I think much of the problem with the kind of approach you are proposing is figuring out how to turn this into something a machine can do. That is, right now it's understood and explained at a level that makes sense for humans, but how do we take those notions and turn them into something mathematically precise enough that we could instruct a machine to do them and then evaluate whether or not what it did was in fact what we intended. I realize you are just pointing out the idea and not claiming to have it all solved, so this is only to say that I expect much of the hard work here is figuring out what the core, natural feature of what's going on with aspiration is such that it can be used to design an AI that can do that.
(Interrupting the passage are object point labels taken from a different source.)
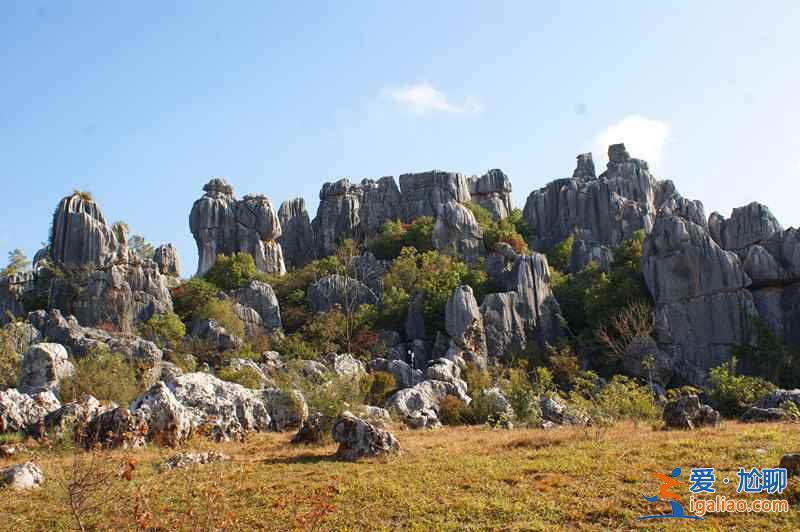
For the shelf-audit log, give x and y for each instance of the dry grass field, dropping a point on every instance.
(467, 478)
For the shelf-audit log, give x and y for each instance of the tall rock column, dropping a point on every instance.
(221, 224)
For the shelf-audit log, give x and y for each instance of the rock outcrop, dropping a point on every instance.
(44, 365)
(80, 234)
(703, 307)
(338, 290)
(166, 257)
(687, 412)
(457, 232)
(261, 298)
(492, 191)
(359, 439)
(25, 476)
(464, 325)
(222, 224)
(297, 236)
(600, 212)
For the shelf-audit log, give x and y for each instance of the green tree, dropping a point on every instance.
(163, 329)
(189, 297)
(104, 375)
(17, 263)
(231, 272)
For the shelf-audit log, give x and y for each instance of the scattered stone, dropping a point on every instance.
(359, 439)
(25, 476)
(44, 365)
(687, 412)
(184, 460)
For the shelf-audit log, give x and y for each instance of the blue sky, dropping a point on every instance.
(142, 102)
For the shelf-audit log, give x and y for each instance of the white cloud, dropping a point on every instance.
(424, 98)
(644, 138)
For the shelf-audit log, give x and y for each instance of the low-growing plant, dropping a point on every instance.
(104, 375)
(621, 399)
(165, 329)
(730, 393)
(382, 386)
(453, 411)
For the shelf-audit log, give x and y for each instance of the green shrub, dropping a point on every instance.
(396, 235)
(246, 376)
(496, 231)
(104, 375)
(221, 310)
(730, 393)
(231, 272)
(189, 297)
(382, 386)
(453, 411)
(13, 341)
(622, 398)
(163, 329)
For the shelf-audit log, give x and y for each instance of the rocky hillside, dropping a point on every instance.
(427, 300)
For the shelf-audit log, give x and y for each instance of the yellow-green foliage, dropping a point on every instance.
(221, 310)
(246, 376)
(730, 393)
(496, 231)
(163, 329)
(13, 340)
(104, 375)
(189, 297)
(230, 272)
(621, 399)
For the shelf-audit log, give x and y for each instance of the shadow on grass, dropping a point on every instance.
(305, 458)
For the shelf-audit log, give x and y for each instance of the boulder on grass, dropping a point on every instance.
(688, 413)
(359, 439)
(25, 476)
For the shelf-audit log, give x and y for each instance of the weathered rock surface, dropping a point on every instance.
(456, 231)
(221, 224)
(348, 210)
(166, 257)
(464, 324)
(336, 289)
(297, 237)
(359, 439)
(25, 476)
(638, 351)
(419, 405)
(80, 234)
(687, 412)
(603, 211)
(261, 297)
(122, 295)
(703, 308)
(44, 365)
(215, 334)
(492, 191)
(402, 372)
(19, 411)
(177, 406)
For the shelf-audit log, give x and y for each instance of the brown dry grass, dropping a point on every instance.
(466, 478)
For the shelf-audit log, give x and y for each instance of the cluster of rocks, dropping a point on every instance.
(101, 281)
(222, 224)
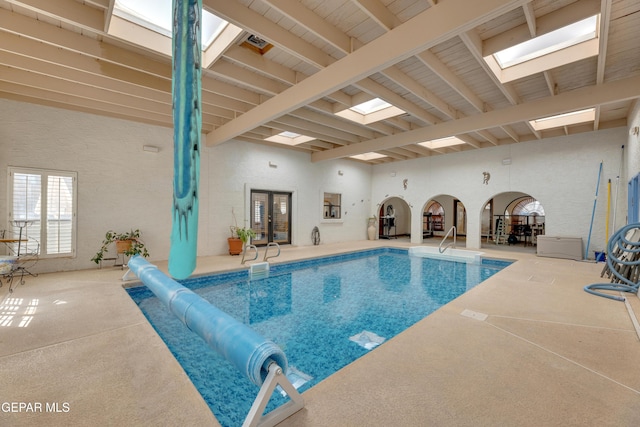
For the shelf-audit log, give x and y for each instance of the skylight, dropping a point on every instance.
(289, 138)
(560, 47)
(148, 23)
(368, 156)
(156, 15)
(370, 111)
(566, 119)
(442, 142)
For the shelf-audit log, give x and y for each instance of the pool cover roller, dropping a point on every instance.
(244, 348)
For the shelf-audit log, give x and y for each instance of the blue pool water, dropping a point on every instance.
(324, 313)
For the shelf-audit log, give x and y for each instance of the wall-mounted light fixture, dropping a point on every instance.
(151, 148)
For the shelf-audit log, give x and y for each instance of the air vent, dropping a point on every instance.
(256, 44)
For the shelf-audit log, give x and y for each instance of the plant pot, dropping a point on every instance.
(235, 246)
(123, 246)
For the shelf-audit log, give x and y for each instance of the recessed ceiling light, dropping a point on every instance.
(368, 156)
(563, 46)
(370, 111)
(565, 119)
(289, 138)
(442, 142)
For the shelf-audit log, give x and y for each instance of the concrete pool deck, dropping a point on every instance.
(528, 347)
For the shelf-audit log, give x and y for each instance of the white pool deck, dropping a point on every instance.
(528, 347)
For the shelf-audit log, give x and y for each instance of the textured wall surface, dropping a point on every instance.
(120, 186)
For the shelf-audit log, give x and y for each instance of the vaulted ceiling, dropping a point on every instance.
(424, 57)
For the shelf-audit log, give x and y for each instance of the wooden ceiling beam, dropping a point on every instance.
(619, 90)
(420, 33)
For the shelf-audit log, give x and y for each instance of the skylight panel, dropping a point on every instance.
(370, 111)
(566, 119)
(156, 16)
(560, 47)
(368, 156)
(564, 37)
(371, 106)
(442, 142)
(289, 138)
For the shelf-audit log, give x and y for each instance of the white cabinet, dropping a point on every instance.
(560, 247)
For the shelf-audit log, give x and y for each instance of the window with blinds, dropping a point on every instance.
(42, 209)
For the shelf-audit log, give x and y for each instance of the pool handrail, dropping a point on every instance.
(244, 253)
(452, 229)
(259, 359)
(271, 244)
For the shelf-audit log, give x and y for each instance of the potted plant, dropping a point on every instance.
(239, 238)
(128, 243)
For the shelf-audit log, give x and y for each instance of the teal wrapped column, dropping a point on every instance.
(187, 125)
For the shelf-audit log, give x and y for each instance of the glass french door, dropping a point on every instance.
(271, 217)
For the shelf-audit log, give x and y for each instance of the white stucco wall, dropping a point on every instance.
(560, 172)
(122, 187)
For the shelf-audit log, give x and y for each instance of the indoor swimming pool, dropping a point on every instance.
(324, 313)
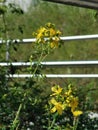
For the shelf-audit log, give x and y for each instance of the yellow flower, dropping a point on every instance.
(52, 32)
(77, 113)
(74, 103)
(56, 89)
(58, 106)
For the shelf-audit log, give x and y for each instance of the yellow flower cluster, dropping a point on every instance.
(61, 100)
(48, 35)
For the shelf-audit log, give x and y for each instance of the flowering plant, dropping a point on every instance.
(63, 100)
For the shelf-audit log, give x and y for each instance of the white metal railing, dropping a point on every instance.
(55, 75)
(52, 63)
(57, 63)
(67, 38)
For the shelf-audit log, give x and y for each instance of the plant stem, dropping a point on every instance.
(75, 123)
(14, 124)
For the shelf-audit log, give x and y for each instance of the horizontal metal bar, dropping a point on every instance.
(67, 38)
(52, 63)
(54, 76)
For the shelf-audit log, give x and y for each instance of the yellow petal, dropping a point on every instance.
(53, 110)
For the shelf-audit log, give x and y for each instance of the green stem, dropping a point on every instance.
(14, 124)
(75, 123)
(53, 122)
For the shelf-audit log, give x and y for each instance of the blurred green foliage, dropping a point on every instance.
(34, 94)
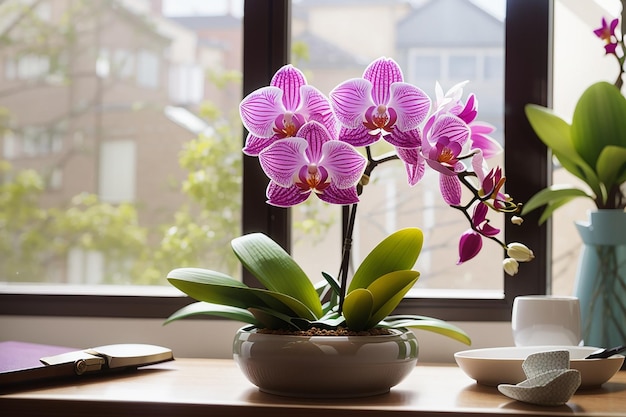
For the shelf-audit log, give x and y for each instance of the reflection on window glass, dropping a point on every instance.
(120, 139)
(445, 41)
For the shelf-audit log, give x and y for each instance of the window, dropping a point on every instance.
(147, 69)
(526, 166)
(117, 171)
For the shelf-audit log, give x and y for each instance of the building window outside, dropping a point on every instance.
(147, 69)
(118, 169)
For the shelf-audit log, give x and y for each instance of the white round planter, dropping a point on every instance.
(325, 366)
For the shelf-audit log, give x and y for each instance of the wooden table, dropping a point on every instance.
(213, 387)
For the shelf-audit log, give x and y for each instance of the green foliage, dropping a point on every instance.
(290, 301)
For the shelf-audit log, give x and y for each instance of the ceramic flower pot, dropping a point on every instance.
(601, 278)
(325, 366)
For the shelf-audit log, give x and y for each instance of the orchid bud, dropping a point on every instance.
(510, 265)
(520, 252)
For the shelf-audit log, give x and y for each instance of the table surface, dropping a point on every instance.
(215, 387)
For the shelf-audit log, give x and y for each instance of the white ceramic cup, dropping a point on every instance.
(542, 320)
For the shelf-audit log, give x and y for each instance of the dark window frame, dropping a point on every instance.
(266, 48)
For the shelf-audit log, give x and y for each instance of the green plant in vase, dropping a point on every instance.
(307, 144)
(592, 147)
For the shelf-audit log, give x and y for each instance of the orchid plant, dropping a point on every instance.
(593, 146)
(307, 144)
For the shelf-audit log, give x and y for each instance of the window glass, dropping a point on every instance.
(120, 139)
(575, 46)
(410, 33)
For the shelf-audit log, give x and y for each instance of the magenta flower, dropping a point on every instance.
(479, 131)
(470, 245)
(471, 241)
(444, 140)
(312, 163)
(607, 33)
(379, 105)
(281, 109)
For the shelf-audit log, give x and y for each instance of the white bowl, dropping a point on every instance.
(503, 365)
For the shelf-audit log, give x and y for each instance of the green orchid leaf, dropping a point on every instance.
(398, 252)
(218, 310)
(553, 194)
(599, 121)
(216, 289)
(552, 207)
(357, 309)
(553, 131)
(436, 326)
(612, 166)
(333, 287)
(388, 291)
(275, 269)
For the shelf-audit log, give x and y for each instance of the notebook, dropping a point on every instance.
(22, 362)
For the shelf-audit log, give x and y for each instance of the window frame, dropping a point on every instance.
(266, 46)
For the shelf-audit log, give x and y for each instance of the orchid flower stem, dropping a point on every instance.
(475, 197)
(345, 259)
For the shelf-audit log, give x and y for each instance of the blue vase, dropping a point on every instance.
(601, 278)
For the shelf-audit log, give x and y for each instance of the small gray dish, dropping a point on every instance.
(550, 381)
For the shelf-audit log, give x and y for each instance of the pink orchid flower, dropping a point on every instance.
(279, 110)
(445, 138)
(312, 163)
(471, 241)
(379, 105)
(479, 131)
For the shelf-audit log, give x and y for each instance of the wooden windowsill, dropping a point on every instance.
(215, 387)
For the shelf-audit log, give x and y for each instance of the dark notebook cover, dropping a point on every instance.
(19, 363)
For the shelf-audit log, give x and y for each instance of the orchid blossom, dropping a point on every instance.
(471, 241)
(312, 163)
(379, 105)
(281, 109)
(606, 32)
(479, 131)
(305, 144)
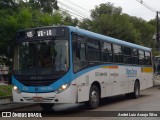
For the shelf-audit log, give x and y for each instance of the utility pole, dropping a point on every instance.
(157, 37)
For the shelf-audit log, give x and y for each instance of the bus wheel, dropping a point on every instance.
(136, 92)
(46, 106)
(93, 97)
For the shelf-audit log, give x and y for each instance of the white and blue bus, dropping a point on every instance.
(66, 64)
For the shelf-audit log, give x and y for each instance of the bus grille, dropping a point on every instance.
(40, 81)
(37, 82)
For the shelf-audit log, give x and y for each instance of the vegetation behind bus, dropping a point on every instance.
(111, 22)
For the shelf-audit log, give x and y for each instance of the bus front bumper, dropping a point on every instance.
(67, 96)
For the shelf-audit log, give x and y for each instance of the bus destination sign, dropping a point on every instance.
(41, 33)
(45, 32)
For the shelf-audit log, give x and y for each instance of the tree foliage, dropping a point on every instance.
(22, 14)
(109, 20)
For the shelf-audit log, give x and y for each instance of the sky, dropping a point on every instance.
(131, 7)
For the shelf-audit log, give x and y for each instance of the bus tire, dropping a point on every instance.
(136, 92)
(94, 97)
(47, 106)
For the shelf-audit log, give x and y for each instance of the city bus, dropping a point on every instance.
(65, 64)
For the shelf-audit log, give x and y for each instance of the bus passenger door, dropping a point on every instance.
(115, 80)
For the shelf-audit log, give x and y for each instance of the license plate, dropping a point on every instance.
(37, 99)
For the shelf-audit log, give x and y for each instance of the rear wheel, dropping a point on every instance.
(46, 106)
(93, 97)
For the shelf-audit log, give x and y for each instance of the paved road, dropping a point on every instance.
(148, 101)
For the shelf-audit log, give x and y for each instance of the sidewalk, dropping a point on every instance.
(156, 80)
(11, 106)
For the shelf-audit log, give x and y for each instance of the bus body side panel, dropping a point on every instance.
(67, 96)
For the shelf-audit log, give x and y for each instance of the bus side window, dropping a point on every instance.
(107, 52)
(118, 56)
(94, 53)
(79, 53)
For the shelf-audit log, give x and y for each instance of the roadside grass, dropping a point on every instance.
(5, 90)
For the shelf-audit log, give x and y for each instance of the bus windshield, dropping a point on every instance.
(43, 57)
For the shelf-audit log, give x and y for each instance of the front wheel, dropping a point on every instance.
(94, 97)
(46, 106)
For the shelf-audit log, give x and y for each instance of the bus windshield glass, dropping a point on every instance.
(43, 57)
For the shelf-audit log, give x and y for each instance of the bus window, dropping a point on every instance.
(147, 58)
(127, 55)
(141, 57)
(135, 57)
(79, 53)
(94, 53)
(107, 52)
(118, 56)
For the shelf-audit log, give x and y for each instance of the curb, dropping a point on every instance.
(5, 100)
(13, 106)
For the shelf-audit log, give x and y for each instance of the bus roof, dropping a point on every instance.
(108, 39)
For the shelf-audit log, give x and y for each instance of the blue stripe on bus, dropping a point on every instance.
(68, 78)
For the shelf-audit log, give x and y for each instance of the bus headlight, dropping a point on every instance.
(15, 88)
(62, 88)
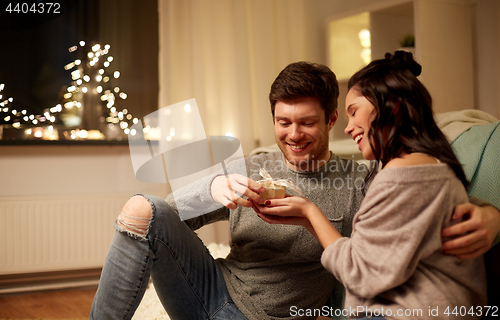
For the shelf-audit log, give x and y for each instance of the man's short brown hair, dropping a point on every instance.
(305, 79)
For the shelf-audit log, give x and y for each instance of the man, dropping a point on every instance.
(272, 271)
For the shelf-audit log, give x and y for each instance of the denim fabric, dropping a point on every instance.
(188, 281)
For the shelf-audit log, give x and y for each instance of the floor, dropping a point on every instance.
(61, 304)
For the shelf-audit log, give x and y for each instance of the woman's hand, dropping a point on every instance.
(476, 233)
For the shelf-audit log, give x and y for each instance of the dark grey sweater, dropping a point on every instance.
(273, 270)
(394, 260)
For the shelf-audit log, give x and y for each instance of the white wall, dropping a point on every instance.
(486, 27)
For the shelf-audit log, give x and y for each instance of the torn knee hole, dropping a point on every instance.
(136, 216)
(137, 225)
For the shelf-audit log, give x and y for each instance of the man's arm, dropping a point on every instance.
(477, 234)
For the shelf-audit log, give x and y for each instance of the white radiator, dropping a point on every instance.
(56, 233)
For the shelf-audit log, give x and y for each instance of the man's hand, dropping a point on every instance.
(227, 190)
(476, 233)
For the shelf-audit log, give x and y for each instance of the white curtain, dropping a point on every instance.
(227, 53)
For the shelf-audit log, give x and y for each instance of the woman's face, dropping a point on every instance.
(360, 113)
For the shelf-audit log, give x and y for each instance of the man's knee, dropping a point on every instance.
(135, 216)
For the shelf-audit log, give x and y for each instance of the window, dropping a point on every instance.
(83, 72)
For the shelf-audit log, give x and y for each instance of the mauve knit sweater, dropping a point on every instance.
(394, 261)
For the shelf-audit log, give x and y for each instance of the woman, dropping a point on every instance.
(393, 265)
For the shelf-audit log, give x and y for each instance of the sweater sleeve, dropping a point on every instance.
(397, 225)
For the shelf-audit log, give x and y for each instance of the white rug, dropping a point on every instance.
(151, 308)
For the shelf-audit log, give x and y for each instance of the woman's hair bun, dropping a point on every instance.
(404, 59)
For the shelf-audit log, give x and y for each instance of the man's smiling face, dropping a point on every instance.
(302, 133)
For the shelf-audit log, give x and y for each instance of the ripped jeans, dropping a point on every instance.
(187, 279)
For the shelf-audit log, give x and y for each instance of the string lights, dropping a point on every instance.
(91, 77)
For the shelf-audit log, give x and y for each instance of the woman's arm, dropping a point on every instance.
(477, 232)
(299, 211)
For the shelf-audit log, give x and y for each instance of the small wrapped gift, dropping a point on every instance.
(275, 189)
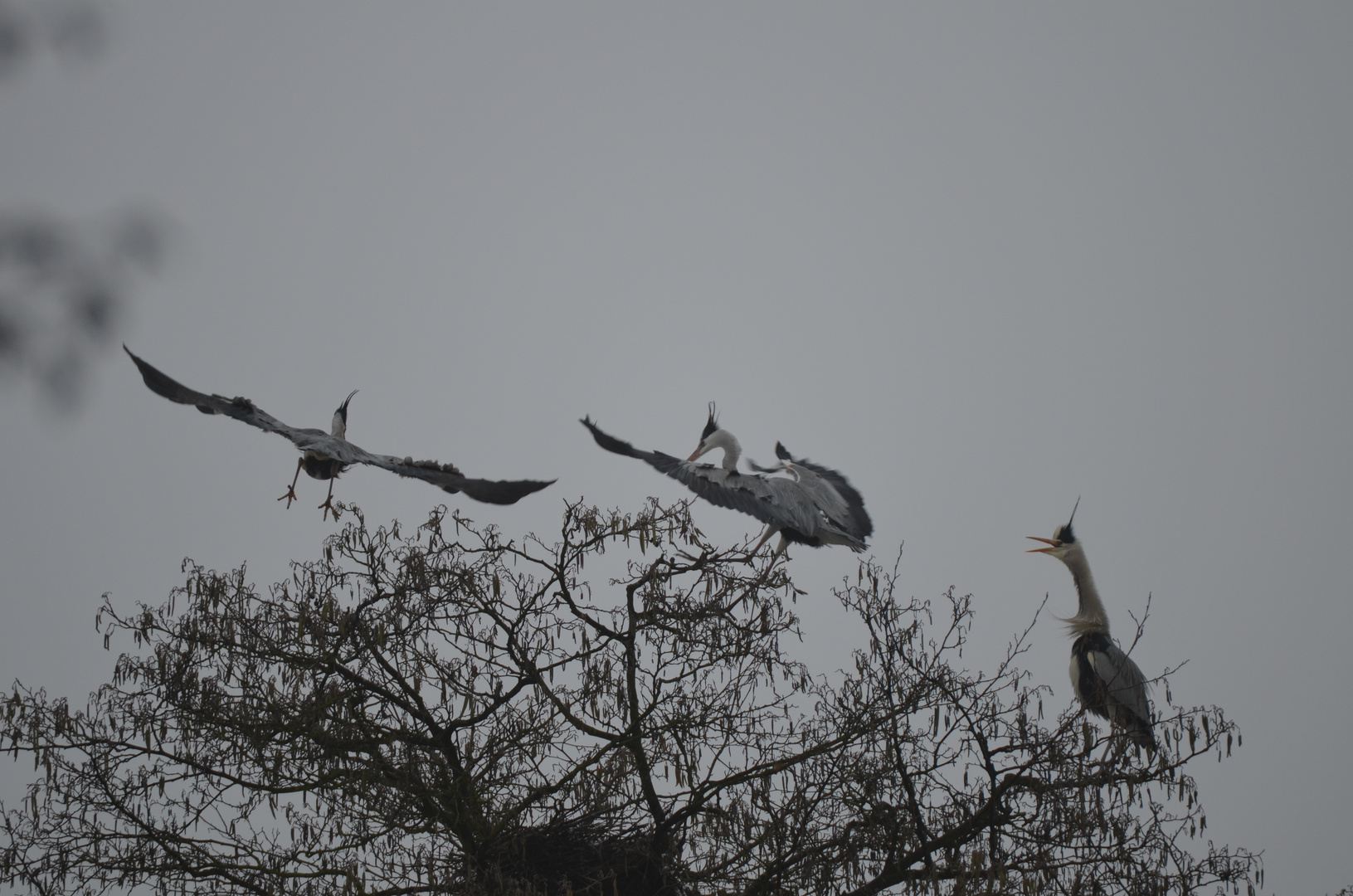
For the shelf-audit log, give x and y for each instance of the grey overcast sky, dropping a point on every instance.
(984, 259)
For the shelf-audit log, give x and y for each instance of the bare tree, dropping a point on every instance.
(64, 285)
(444, 711)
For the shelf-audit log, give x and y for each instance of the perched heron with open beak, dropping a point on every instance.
(810, 505)
(1104, 679)
(326, 455)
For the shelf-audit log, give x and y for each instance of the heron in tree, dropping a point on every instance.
(326, 455)
(810, 505)
(1104, 679)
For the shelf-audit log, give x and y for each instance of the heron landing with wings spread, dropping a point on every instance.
(326, 455)
(1104, 679)
(810, 505)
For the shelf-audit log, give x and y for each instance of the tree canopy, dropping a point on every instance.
(447, 711)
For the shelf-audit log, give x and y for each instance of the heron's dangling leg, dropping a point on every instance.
(329, 501)
(291, 489)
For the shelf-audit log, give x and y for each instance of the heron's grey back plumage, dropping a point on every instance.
(776, 501)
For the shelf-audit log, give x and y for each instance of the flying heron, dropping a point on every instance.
(812, 505)
(326, 455)
(1104, 679)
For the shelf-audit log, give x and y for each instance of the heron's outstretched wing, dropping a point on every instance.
(774, 501)
(855, 519)
(443, 475)
(241, 409)
(1125, 690)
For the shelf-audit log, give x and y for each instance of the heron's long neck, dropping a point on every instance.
(732, 451)
(1091, 615)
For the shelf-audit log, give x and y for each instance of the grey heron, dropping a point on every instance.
(1104, 679)
(812, 505)
(326, 455)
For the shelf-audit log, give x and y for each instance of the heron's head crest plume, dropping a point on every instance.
(1063, 532)
(711, 426)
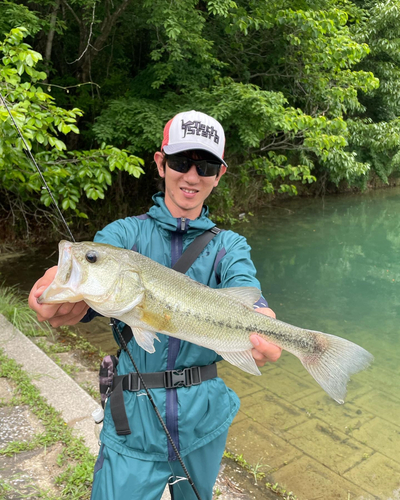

comment by Ikaxas · 2020-02-07T20:00:19.895Z · score: 1 (1 votes) · LW(p) · GW(p)

how do we take those notions and turn them into something mathematically precise enough that we could instruct a machine to do them and then evaluate whether or not what it did was in fact what we intended

Yep, that's the project! I think the main utility of Callard's work here is (1) pointing out the phenomenon (a phenomenon that is strikingly similar to some of the abilities we want AI's to have), and (2) noticing that the most prominent theories of decision theory, moral psychology, and moral responsibility make assumptions that we have to break if we want to allow room for aspiration (assumptions that we who are trying to build safe AI are probably also accidentally making insofar as we take over those standard theories). IDK whether she provides alternate assumptions to make instead, but if she does these might also be useful. But the main point is just noticing that we need different theories of these things.

Once we've noticed the phenomenon of aspiration, and that it requires breaking some of these assumptions, I agree that the hard bit is coming up with a mathematical theory of aspiration (or the AI equivalent).